The best large language models score barely above a coin flip on a new reasoning benchmark designed to test whether AI can actually think about rules, not just apply them.
Researchers have released HOLMES, a benchmark of 1,379 problems drawn from law and finance that require higher-order logical reasoning — meaning the model must reason about predicates, functions, and constraints themselves, not just draw conclusions from fixed facts. Current benchmarks lean heavily on first-order logic, where a model matches objects to predicates. HOLMES asks models to reason one level up: about the rules governing those predicates. Across tested models, average accuracy landed at 50.64%, with the strongest performer reaching 59.54%. The dataset and code are publicly available on GitHub.

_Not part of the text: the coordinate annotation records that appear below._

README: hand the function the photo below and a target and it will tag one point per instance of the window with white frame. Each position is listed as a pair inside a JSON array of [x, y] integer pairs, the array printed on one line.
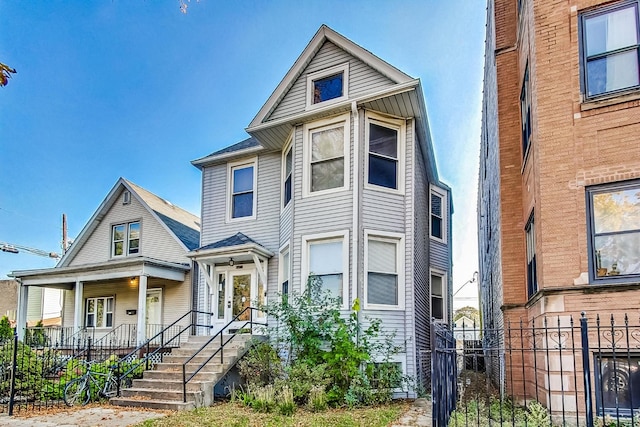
[[326, 156], [438, 296], [326, 260], [242, 200], [99, 312], [438, 215], [614, 224], [384, 163], [384, 285], [327, 85], [125, 239], [287, 175], [610, 45]]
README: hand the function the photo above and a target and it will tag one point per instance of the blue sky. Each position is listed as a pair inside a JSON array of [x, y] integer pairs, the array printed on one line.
[[137, 89]]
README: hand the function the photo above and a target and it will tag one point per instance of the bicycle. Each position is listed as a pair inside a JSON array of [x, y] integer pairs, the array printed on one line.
[[79, 390]]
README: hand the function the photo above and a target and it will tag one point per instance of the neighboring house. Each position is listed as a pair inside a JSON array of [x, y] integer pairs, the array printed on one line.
[[338, 179], [559, 183], [127, 267]]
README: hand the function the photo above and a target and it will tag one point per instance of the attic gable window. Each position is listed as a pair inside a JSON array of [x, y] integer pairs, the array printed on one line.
[[125, 239], [327, 86]]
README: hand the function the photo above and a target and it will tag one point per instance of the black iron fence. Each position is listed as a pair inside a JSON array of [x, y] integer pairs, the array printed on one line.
[[549, 371]]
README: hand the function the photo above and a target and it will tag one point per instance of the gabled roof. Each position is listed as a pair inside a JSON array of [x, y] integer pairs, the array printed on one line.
[[182, 225], [324, 34], [247, 146]]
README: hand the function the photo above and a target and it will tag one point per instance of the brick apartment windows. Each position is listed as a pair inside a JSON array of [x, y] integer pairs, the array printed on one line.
[[525, 112], [614, 224], [610, 47], [530, 237]]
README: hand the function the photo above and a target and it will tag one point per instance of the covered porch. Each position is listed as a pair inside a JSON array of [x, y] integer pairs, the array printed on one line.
[[121, 300]]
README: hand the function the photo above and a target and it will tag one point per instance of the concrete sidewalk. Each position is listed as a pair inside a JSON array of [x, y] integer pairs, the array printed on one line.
[[84, 417]]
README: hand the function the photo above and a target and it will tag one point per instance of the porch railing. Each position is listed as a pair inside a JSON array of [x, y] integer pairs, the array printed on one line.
[[220, 350]]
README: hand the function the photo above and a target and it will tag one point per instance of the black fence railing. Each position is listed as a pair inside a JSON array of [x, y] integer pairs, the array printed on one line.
[[552, 371]]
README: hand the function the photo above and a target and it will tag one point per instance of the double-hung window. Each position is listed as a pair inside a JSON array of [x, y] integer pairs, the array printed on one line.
[[326, 156], [384, 146], [530, 237], [125, 239], [287, 168], [242, 200], [614, 224], [384, 285], [525, 112], [610, 47], [438, 209], [99, 312], [438, 296], [326, 260], [327, 86]]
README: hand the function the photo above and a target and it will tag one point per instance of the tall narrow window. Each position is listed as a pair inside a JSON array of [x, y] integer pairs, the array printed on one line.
[[288, 168], [125, 239], [384, 287], [525, 112], [327, 159], [383, 156], [530, 236], [242, 197], [610, 47], [438, 297]]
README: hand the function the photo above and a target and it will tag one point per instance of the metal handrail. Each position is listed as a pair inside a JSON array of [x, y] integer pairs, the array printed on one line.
[[163, 344], [185, 380]]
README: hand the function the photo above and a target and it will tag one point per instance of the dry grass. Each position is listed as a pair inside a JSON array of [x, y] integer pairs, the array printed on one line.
[[235, 415]]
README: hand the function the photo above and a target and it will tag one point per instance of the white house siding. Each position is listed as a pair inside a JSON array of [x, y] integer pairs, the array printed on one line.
[[362, 79], [155, 240]]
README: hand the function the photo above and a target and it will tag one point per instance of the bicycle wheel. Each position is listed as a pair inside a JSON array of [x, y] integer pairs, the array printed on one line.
[[76, 392]]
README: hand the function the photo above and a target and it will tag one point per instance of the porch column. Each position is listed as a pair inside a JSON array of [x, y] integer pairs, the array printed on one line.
[[142, 309], [78, 306], [23, 299]]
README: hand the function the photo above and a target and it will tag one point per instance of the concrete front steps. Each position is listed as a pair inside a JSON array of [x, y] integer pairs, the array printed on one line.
[[161, 387]]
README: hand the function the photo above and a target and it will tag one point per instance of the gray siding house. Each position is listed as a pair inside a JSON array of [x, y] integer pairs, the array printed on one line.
[[338, 179], [127, 269]]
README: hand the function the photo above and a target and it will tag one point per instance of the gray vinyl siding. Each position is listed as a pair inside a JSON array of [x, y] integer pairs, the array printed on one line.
[[362, 79], [155, 241]]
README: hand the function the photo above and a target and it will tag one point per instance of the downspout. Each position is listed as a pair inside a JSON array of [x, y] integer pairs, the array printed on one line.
[[355, 233]]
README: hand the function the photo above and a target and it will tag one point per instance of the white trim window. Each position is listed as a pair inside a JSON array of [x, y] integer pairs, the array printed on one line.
[[385, 148], [610, 44], [285, 271], [439, 295], [384, 282], [287, 175], [242, 179], [326, 152], [99, 312], [326, 258], [438, 216], [328, 86], [125, 239]]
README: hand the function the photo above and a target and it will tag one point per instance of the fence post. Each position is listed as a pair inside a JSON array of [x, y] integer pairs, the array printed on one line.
[[14, 368], [586, 368]]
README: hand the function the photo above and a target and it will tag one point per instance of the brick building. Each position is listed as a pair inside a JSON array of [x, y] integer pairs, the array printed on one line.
[[559, 178]]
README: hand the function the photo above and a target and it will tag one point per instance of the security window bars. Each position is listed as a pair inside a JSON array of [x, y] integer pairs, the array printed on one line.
[[382, 274], [610, 48], [530, 236], [99, 312], [614, 213], [383, 156], [125, 239], [327, 159], [242, 190]]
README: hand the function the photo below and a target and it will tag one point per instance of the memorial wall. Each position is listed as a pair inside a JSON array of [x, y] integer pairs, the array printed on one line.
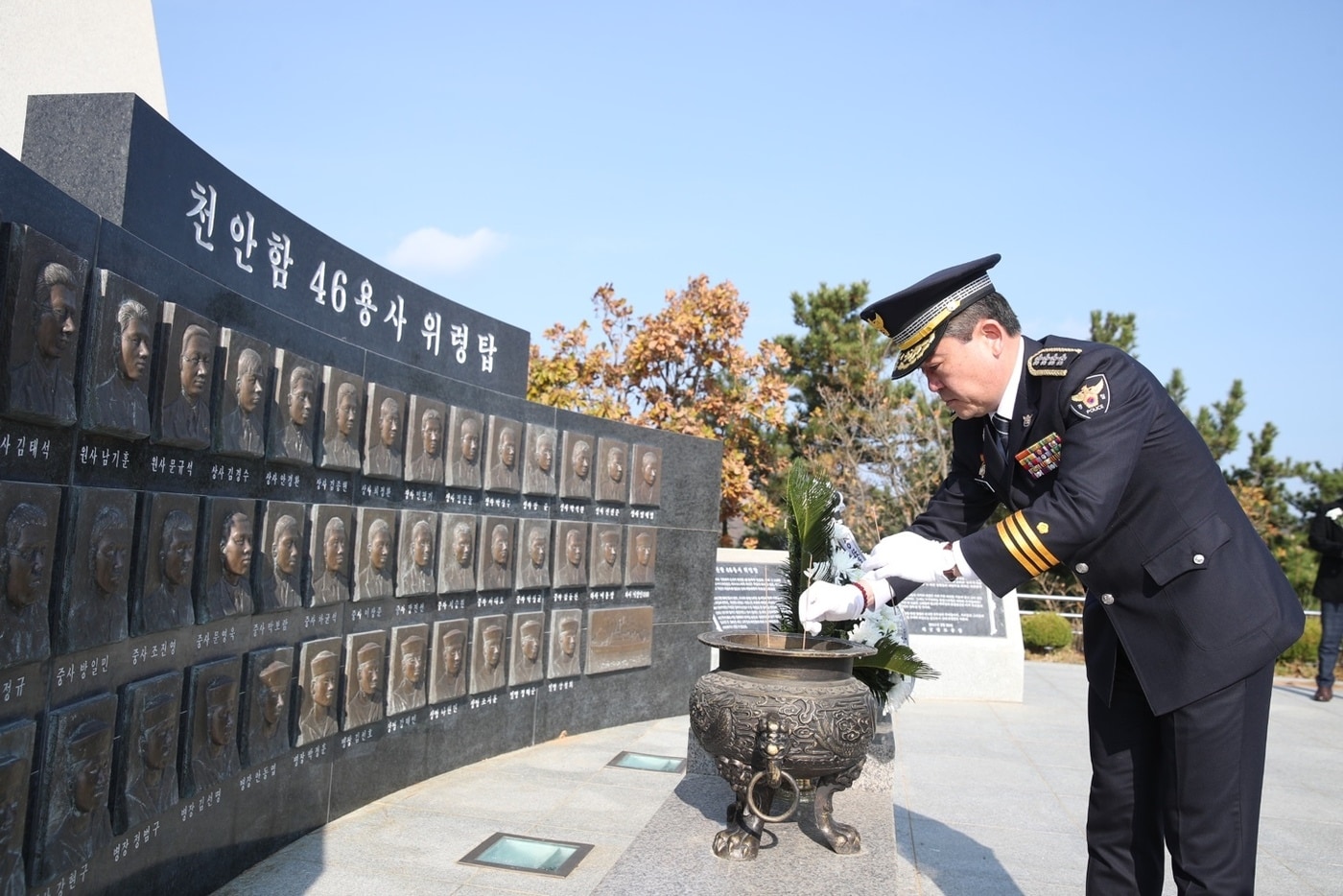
[[281, 532]]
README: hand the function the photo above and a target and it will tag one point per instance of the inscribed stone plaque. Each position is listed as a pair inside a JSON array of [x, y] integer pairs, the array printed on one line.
[[526, 665], [16, 742], [418, 553], [117, 379], [210, 742], [385, 432], [227, 544], [43, 298], [284, 551], [533, 556], [407, 668], [147, 750], [365, 676], [245, 365], [564, 660], [647, 480], [487, 653], [73, 819], [577, 472], [539, 463], [956, 609], [331, 553], [318, 684], [30, 515], [295, 410], [571, 554], [449, 681], [504, 470], [620, 638], [465, 439], [496, 567], [613, 483], [94, 606], [457, 553], [187, 365], [429, 422], [265, 731], [375, 554], [342, 402]]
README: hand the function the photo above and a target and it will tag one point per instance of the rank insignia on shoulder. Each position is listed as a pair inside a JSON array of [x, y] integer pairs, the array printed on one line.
[[1092, 398], [1051, 362]]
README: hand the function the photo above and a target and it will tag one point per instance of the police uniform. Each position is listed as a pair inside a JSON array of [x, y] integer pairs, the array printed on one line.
[[1186, 609]]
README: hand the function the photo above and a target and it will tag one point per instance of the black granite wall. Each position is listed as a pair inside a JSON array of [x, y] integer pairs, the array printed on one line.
[[165, 680]]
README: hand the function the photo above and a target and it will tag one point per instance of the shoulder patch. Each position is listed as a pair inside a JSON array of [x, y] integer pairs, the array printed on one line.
[[1051, 362]]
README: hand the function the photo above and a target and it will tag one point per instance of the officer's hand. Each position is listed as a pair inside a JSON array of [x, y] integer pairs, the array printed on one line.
[[909, 556], [828, 601]]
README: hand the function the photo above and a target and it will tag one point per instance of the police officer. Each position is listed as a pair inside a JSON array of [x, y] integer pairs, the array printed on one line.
[[1186, 609]]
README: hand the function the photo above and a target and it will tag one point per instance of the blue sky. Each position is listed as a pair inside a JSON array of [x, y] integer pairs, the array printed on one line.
[[1177, 160]]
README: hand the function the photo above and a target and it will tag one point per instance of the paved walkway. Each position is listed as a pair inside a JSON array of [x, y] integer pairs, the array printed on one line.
[[990, 799]]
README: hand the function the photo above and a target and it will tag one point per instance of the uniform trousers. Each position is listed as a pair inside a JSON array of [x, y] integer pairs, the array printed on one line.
[[1190, 778]]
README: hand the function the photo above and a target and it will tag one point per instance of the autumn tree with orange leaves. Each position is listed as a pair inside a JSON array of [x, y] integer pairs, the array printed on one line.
[[681, 369]]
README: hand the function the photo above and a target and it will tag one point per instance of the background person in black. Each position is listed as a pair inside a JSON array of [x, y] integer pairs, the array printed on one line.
[[1186, 610], [1327, 537]]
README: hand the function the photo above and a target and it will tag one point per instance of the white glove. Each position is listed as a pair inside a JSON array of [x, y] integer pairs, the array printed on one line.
[[909, 556], [828, 601]]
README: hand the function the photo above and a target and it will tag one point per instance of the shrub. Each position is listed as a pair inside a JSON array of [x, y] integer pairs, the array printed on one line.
[[1044, 631]]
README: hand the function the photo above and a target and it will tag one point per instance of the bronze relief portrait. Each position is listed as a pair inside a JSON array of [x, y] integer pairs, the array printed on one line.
[[44, 295], [487, 653], [647, 477], [526, 665], [228, 544], [564, 660], [418, 553], [73, 819], [386, 433], [577, 473], [331, 551], [449, 680], [98, 571], [613, 480], [365, 654], [30, 515], [429, 440], [407, 670], [466, 448], [318, 685], [295, 410], [284, 554], [120, 356], [242, 407], [147, 750], [456, 553], [168, 563], [606, 567], [539, 468], [496, 554], [188, 365], [265, 732], [210, 755], [342, 413], [533, 556], [504, 472], [571, 554], [375, 554], [16, 742]]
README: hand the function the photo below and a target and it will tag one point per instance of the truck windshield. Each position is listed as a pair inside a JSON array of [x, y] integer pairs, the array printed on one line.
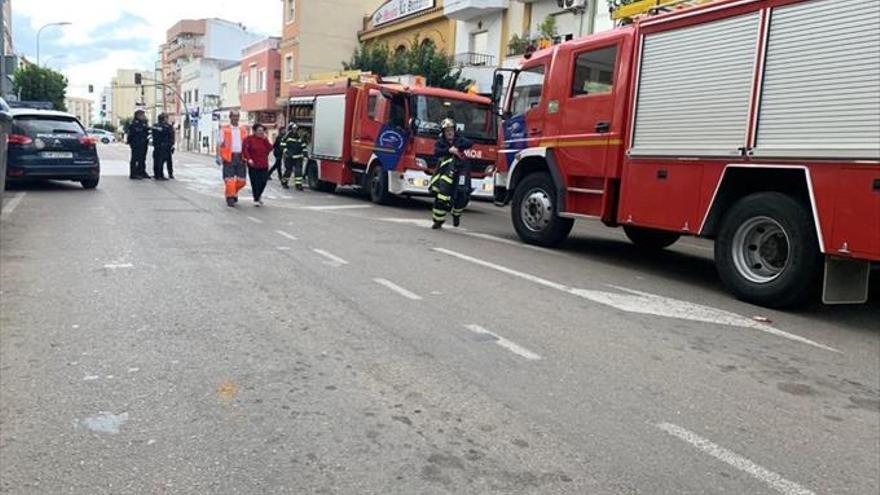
[[473, 120]]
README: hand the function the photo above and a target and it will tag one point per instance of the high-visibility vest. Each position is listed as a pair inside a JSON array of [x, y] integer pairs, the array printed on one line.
[[226, 141]]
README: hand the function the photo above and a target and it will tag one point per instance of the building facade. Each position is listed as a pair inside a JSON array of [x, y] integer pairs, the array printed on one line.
[[397, 23], [260, 83], [317, 37], [127, 96], [81, 107]]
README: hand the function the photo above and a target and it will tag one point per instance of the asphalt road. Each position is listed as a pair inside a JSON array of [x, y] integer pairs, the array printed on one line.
[[155, 341]]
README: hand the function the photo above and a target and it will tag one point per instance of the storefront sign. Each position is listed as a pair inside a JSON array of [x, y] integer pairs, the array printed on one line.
[[393, 10]]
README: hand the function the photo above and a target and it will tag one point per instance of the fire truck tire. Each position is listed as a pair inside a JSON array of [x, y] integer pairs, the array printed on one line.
[[316, 184], [650, 239], [377, 185], [767, 252], [534, 212]]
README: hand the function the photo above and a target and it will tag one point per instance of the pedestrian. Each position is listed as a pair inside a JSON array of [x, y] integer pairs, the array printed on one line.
[[278, 154], [229, 151], [163, 146], [256, 151], [451, 183], [294, 152], [138, 139]]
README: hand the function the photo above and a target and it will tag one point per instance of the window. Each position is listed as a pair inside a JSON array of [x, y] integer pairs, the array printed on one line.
[[527, 90], [288, 68], [594, 72], [289, 11]]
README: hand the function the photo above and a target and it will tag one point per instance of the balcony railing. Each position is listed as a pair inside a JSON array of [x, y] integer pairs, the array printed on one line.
[[473, 59]]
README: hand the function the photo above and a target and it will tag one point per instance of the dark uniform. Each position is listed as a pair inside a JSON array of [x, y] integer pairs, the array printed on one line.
[[278, 153], [138, 139], [294, 152], [163, 144], [451, 183]]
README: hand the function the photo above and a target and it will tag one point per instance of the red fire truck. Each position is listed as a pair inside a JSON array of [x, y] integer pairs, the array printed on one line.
[[379, 135], [755, 123]]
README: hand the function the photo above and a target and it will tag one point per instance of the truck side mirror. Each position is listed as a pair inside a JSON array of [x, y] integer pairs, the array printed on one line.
[[497, 88]]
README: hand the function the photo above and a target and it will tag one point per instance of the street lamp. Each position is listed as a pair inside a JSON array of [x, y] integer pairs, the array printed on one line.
[[39, 31]]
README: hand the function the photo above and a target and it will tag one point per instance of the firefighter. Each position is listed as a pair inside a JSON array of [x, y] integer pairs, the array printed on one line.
[[294, 152], [163, 145], [138, 138], [451, 183]]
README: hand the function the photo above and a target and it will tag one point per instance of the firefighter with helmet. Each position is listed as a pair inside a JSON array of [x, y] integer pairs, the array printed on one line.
[[293, 149], [451, 183]]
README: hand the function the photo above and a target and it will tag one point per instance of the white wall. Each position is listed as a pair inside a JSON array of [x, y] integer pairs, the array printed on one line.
[[226, 41]]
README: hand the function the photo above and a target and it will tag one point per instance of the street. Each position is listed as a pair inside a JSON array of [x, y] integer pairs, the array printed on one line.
[[155, 341]]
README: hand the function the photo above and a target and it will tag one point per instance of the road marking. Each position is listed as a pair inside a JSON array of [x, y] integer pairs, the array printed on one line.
[[116, 266], [285, 234], [335, 207], [507, 344], [634, 301], [735, 460], [10, 205], [330, 256], [396, 288]]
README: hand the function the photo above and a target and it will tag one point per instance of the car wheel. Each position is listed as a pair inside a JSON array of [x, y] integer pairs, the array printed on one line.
[[89, 183], [650, 239], [534, 214], [767, 251]]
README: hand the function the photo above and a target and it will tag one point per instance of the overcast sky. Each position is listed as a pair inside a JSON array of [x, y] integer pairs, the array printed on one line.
[[106, 35]]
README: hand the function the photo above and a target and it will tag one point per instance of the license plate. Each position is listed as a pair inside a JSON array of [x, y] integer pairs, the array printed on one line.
[[57, 154]]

The gap between first-order and higher-order performance matters because real-world legal and financial reasoning constantly requires models to adjudicate between competing rules, handle scope conditions, and compose constraints — exactly the tasks where HOLMES shows sharp drops. The researchers also flag a subtler problem: high final-answer accuracy can hide shortcut reasoning, where a model lands on the right answer for the wrong reasons, particularly in conflict-resolution scenarios.
For context, leading models routinely clear 90% on older logic benchmarks like LogiQA 2.0, which has fed a narrative of steady reasoning progress. HOLMES suggests that narrative was partly an artifact of easier tests — a familiar pattern in AI benchmarking, where the bar rises only after someone builds a harder bar.